Over the last few years, Oracle has been focused on purpose-built systems that are engineered to have hardware and software work together, and are designed to deliver extreme performance and high availability, while at the same time making them easy to install, configure, and maintain. The Oracle engineered systems that assist with big data processing through its various phases are the Oracle Big Data Appliance, Oracle Exadata Database Machine, and Oracle Exalytics In-Memory Machine. Figure 1 shows the best practice architecture of processing big data using Oracle engineered systems.
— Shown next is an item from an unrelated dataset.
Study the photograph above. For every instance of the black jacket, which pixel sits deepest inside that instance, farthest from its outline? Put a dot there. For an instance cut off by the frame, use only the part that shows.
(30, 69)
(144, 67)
As the figure depicts, each appliance plays a special role in the overall processing of big data by participating in the acquisition, organization, and analysis phases.
Oracle Big Data Appliance
The Oracle Big Data Appliance is an engineered system built with optimized hardware and a comprehensive set of software designed to provide big data solutions in a complete, easy-to-deploy offering for acquiring, organizing, and analyzing big data. Oracle Big Data Appliance delivers an affordable, scalable, and fully optimized big data infrastructure in-a-box, as compared to building a custom system from scratch, which could be time-consuming, inefficient, and prone to failures. Oracle Big Data Appliance, along with Oracle Exadata Database Machine and Oracle Exalytics In-Memory Machine, creates a complete set of technologies for leveraging and integrating big data, and helps enterprises quickly and efficiently turn information into insight.
The Oracle Big Data Appliance provides the following benefits:
- Rapid provisioning of large and highly available big data clusters that can linearly scale and process massive amounts of data
- Cost control benefits of deploying a pre-integrated, engineered system that can be installed and managed easily
- High performance by engineering state-of-the-art hardware and pre-optimized software to assist with acquiring, organizing, and analyzing big data
The Oracle Big Data Appliance comes in multiple configurations of different-sized racks: the full rack, two-thirds rack, and one-third rack. The full-rack configuration comprises 18 Sun servers and provides a total raw storage capacity of 648TB. Every server in the rack has 2 CPUs, each with 8 cores for a total of 288 cores, and 64GB memory that can be expanded to 512GB, for a total of 1152GB expandable to over 9TB of total memory for all 18 servers. The two-thirds rack and one-third rack configurations have the hardware specs that are basically two-thirds and one-third of the respective full-rack configuration. These racks can be easily cabled together using the high-speed InfiniBand network in order to provide rapid scalability and incremental growth, thereby enabling the cluster to handle extreme data volumes and storage capacity.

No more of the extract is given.